Abstract: FR-PO495

Racial Disparities in Trajectory of eGFR Decline in Patients with or at Risk for CKD

Session Information

Category: Chronic Kidney Disease (Non-Dialysis)

  • 304 CKD: Epidemiology, Outcomes - Non-Cardiovascular

Authors

  • Nicholas, Susanne B., UCLA, Los Angeles, California, United States
  • Daratha, Kenn B., Washington State University, Spokane, Washington, United States
  • Shen, Jenny I., LaBiomed at Harbor-UCLA, Torrance, California, United States
  • Bell, Douglas S, UCLA, Los Angeles, California, United States
  • Alicic, Radica Z., Providence Medical Research Center, Spokane, Washington, United States
  • Tuttle, Katherine R., University of Washington School of Medicine, Spokane, Washington, United States
  • Norris, Keith C., UCLA, Los Angeles, California, United States

Group or Team Name

  • UCLA-PHS CKD Registry Study Team
Background

Blacks have a 3.5-fold greater prevalence of advanced chronic kidney disease (CKD) compared to non-Blacks. However, less is known about patterns of CKD progression in Blacks relative to non-Blacks in real world settings. UCLA and PHS have formed the largest combined electronic health record (EHR) based CKD and at-risk for CKD Registry. This study compares trajectories of estimated glomerular filtration rate (eGFR) between Blacks and non-Blacks in the UCLA dataset.

Methods

Data in the UCLA CKD and at-risk CKD Registry were analyzed from 176,406 patients who had at least two eGFR measurements from 2006-2016. Mean baseline eGFRs were compared using independent samples t-tests. Trajectories of eGFR of Blacks versus non-Blacks over the 11 years of the study were assessed using linear mixed models with random effects controlling for age and gender.

Results

Baseline characteristics of the overall cohort were: age 55±18 (mean±SD) years, CKD-EPI eGFR 90±24 mL/min/1.73m2, 8% Black and 55% women.
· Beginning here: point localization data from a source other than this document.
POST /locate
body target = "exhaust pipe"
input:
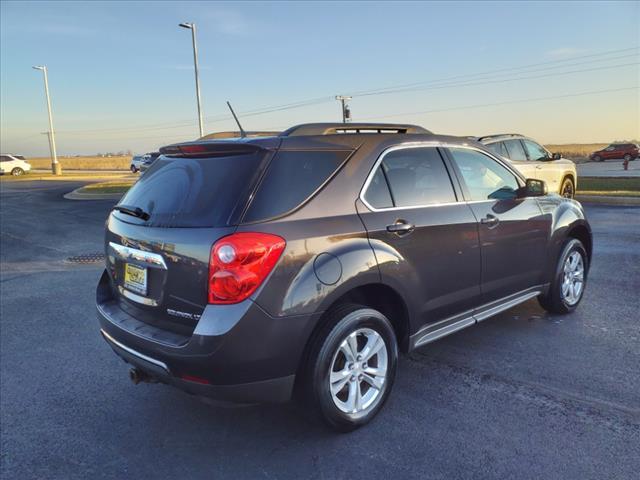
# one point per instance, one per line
(136, 376)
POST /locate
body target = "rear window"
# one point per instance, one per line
(292, 177)
(194, 192)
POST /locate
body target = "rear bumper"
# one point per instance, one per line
(237, 353)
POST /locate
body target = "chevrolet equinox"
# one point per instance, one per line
(251, 269)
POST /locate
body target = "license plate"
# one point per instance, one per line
(135, 278)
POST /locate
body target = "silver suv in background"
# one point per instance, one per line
(13, 164)
(535, 161)
(136, 161)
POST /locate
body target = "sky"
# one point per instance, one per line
(121, 73)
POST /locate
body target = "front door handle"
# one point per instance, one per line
(490, 220)
(401, 227)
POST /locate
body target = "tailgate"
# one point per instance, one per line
(160, 275)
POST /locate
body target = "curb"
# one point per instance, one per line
(76, 195)
(609, 200)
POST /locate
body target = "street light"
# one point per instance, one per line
(192, 27)
(346, 111)
(55, 166)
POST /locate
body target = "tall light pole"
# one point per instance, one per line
(346, 113)
(55, 166)
(192, 27)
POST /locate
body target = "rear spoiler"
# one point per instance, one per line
(216, 148)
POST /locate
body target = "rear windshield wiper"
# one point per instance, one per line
(133, 211)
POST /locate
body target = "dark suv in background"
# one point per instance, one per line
(250, 269)
(625, 151)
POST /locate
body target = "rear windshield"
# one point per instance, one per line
(292, 177)
(194, 192)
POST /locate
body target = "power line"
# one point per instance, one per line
(434, 84)
(446, 79)
(486, 82)
(463, 107)
(482, 105)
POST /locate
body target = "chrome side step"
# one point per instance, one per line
(451, 325)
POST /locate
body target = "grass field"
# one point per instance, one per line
(576, 151)
(84, 163)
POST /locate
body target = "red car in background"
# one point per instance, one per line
(626, 151)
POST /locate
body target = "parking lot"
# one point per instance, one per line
(523, 395)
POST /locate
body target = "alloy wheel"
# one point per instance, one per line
(573, 278)
(359, 371)
(567, 189)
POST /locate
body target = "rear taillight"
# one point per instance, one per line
(239, 263)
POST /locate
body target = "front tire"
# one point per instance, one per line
(567, 189)
(569, 280)
(351, 367)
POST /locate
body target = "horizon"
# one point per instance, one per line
(121, 74)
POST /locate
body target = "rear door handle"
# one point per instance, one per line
(490, 220)
(401, 227)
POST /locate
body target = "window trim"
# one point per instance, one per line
(457, 190)
(526, 150)
(252, 195)
(520, 179)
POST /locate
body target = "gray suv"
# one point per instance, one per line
(257, 269)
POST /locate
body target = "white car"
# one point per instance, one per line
(535, 161)
(13, 164)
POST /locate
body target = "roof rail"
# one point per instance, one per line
(496, 135)
(342, 128)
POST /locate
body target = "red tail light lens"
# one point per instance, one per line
(239, 263)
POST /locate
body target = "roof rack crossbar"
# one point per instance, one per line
(342, 128)
(496, 135)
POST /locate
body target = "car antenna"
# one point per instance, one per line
(242, 132)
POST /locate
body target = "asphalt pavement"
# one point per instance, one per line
(523, 395)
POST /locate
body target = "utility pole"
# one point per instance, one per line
(192, 27)
(346, 112)
(56, 169)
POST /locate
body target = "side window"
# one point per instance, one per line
(292, 177)
(516, 152)
(499, 149)
(484, 178)
(535, 151)
(377, 194)
(417, 176)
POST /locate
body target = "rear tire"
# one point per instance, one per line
(567, 189)
(569, 279)
(351, 367)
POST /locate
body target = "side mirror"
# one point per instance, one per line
(533, 188)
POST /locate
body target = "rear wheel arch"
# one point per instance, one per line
(378, 296)
(581, 232)
(568, 176)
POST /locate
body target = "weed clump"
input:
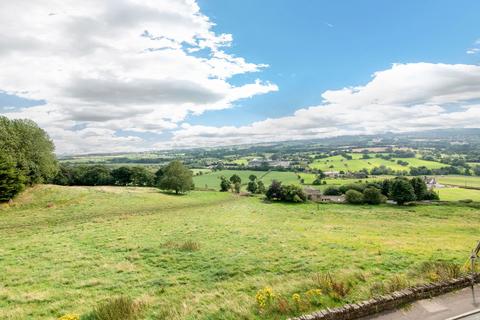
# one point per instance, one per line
(115, 309)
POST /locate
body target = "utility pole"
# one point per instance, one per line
(473, 257)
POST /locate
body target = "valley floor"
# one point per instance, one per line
(206, 254)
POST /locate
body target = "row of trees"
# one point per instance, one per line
(26, 156)
(174, 177)
(399, 189)
(234, 183)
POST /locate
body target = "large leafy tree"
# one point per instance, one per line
(12, 181)
(27, 155)
(401, 190)
(176, 177)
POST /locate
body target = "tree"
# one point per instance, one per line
(235, 179)
(274, 191)
(252, 187)
(12, 181)
(402, 191)
(122, 176)
(225, 184)
(293, 193)
(476, 170)
(372, 195)
(260, 187)
(319, 178)
(419, 187)
(142, 177)
(354, 197)
(176, 177)
(332, 191)
(31, 148)
(98, 175)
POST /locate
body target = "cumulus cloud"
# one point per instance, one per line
(109, 65)
(406, 97)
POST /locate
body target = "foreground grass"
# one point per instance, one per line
(205, 255)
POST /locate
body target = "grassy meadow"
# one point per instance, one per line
(339, 163)
(206, 254)
(212, 180)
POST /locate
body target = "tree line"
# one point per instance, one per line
(172, 177)
(26, 156)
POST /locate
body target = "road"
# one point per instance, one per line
(454, 305)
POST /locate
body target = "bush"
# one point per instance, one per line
(12, 181)
(274, 192)
(354, 186)
(176, 177)
(431, 195)
(332, 191)
(290, 193)
(293, 193)
(354, 197)
(402, 191)
(225, 184)
(372, 195)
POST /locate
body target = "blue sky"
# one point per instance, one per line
(313, 46)
(199, 76)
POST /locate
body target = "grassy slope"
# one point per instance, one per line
(356, 164)
(455, 194)
(64, 249)
(460, 181)
(212, 180)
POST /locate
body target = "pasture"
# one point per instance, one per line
(462, 181)
(212, 180)
(206, 254)
(456, 194)
(339, 163)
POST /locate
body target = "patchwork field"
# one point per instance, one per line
(462, 181)
(339, 163)
(212, 180)
(206, 254)
(456, 194)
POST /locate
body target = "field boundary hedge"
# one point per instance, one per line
(391, 301)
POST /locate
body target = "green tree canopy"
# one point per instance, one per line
(401, 190)
(176, 177)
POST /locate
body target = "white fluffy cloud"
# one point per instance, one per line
(406, 97)
(137, 65)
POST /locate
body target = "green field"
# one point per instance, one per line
(462, 181)
(455, 194)
(339, 163)
(212, 180)
(64, 249)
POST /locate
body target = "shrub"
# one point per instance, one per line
(69, 317)
(402, 191)
(176, 177)
(332, 191)
(252, 186)
(354, 186)
(354, 197)
(372, 195)
(261, 187)
(419, 187)
(293, 193)
(225, 184)
(431, 195)
(274, 192)
(119, 308)
(12, 181)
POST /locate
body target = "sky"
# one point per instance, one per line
(135, 75)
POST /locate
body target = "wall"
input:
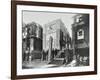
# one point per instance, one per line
(5, 41)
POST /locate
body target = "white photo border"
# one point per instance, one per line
(36, 71)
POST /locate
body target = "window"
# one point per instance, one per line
(80, 34)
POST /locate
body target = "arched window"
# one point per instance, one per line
(80, 34)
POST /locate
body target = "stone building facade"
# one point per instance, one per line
(57, 30)
(80, 35)
(32, 40)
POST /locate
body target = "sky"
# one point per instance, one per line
(43, 18)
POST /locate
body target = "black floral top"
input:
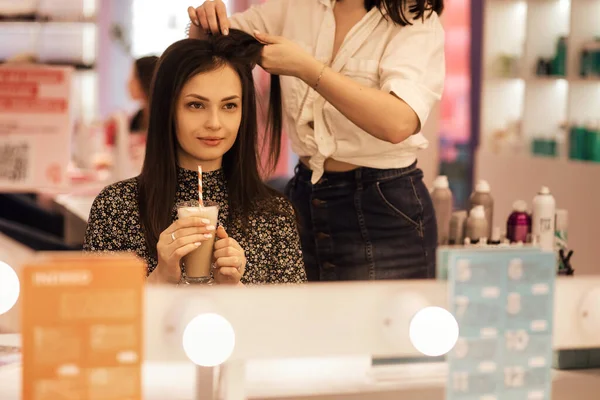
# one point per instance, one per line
(271, 243)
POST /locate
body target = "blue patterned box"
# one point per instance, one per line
(503, 301)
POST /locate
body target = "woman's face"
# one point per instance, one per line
(208, 117)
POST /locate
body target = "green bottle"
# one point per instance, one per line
(559, 67)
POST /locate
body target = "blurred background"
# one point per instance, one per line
(521, 107)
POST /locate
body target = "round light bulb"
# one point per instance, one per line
(208, 340)
(433, 331)
(9, 287)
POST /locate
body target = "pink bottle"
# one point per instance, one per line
(518, 226)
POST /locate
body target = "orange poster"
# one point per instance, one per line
(82, 327)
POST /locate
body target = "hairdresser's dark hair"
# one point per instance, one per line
(158, 180)
(397, 9)
(144, 70)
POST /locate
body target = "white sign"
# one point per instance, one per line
(35, 127)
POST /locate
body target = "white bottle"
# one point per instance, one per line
(542, 219)
(482, 197)
(442, 204)
(477, 228)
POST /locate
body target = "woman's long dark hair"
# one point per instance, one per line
(158, 179)
(144, 71)
(396, 9)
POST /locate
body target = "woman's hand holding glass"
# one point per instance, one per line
(179, 239)
(230, 259)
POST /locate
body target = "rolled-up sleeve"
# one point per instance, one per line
(413, 65)
(267, 17)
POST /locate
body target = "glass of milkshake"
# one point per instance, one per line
(197, 265)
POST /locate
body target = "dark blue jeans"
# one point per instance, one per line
(365, 224)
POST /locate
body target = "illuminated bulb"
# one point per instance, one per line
(9, 287)
(433, 331)
(208, 340)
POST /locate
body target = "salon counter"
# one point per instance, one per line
(348, 378)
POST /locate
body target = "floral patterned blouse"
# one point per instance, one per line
(271, 243)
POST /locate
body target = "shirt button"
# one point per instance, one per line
(322, 236)
(328, 265)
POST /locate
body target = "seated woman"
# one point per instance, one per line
(203, 113)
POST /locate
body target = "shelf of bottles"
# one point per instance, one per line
(541, 78)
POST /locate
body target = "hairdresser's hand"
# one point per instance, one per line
(179, 239)
(230, 260)
(281, 56)
(209, 18)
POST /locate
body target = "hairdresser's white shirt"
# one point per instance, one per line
(408, 61)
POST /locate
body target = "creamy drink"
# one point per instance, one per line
(197, 264)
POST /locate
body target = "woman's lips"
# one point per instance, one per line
(211, 141)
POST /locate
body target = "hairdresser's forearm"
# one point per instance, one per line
(378, 113)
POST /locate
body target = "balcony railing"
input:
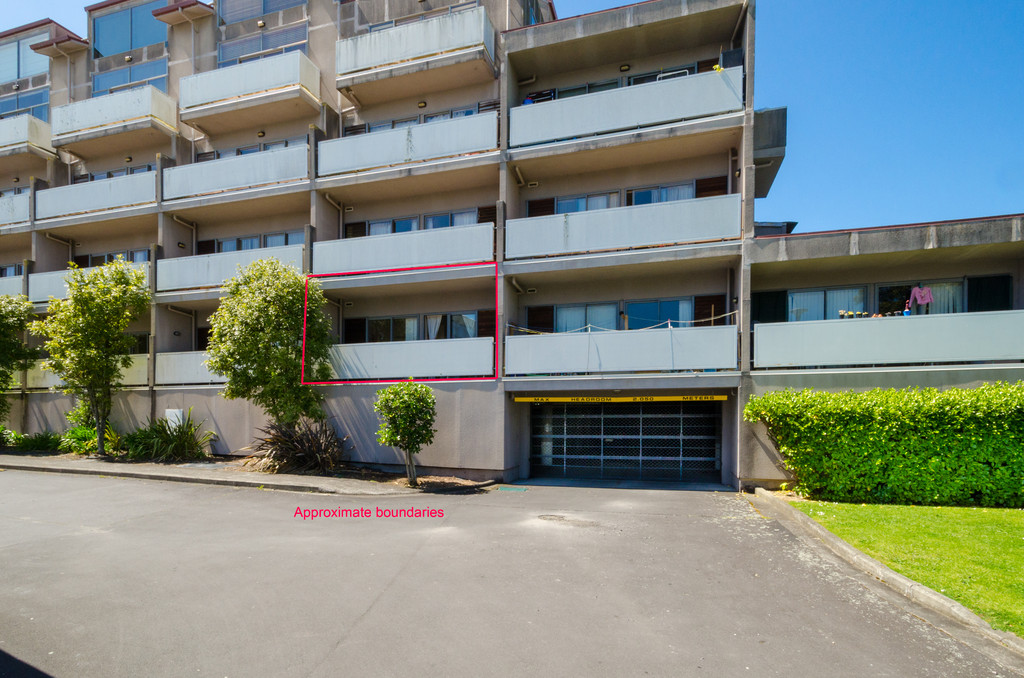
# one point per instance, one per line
(420, 248)
(20, 133)
(676, 349)
(289, 82)
(109, 114)
(184, 368)
(258, 169)
(135, 374)
(696, 220)
(131, 191)
(913, 340)
(13, 209)
(54, 284)
(628, 108)
(213, 269)
(11, 286)
(401, 359)
(430, 38)
(435, 140)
Among patients with baseline eGFR ≥60mL/min/1.73m2, Blacks had higher mean baseline eGFR (103±23 versus 94±19 mL/min/1.73m2, p<0.001), and higher mean difference in eGFR (6.8 mL/min/1.73m2; 95% CI=6.6-6.9; p<0.001) than non-Blacks. Among patients with baseline eGFR 30-59 mL/min/1.73m2, mean baseline eGFR was similar for Blacks and non-Blacks (49±8 versus 50±8 mL/min/1.73m2, p=0.004). However, Blacks appear to have steeper trajectory of eGFR decline (mean difference in eGFR 1.8 mL/min/1.73m2; 95% CI=1.4-2.3; p<0.001).

Conclusion

The trajectories of eGFR differed between Blacks and non-Blacks depending on baseline eGFR ≥60 or 30-59mL/min/1.73m2, by a pattern shift from higher eGFR trajectories to lower, steeper eGFR trajectories. These data may signal critical windows for interventions to reduce disparities and improve kidney health in this high-risk group of Black patients.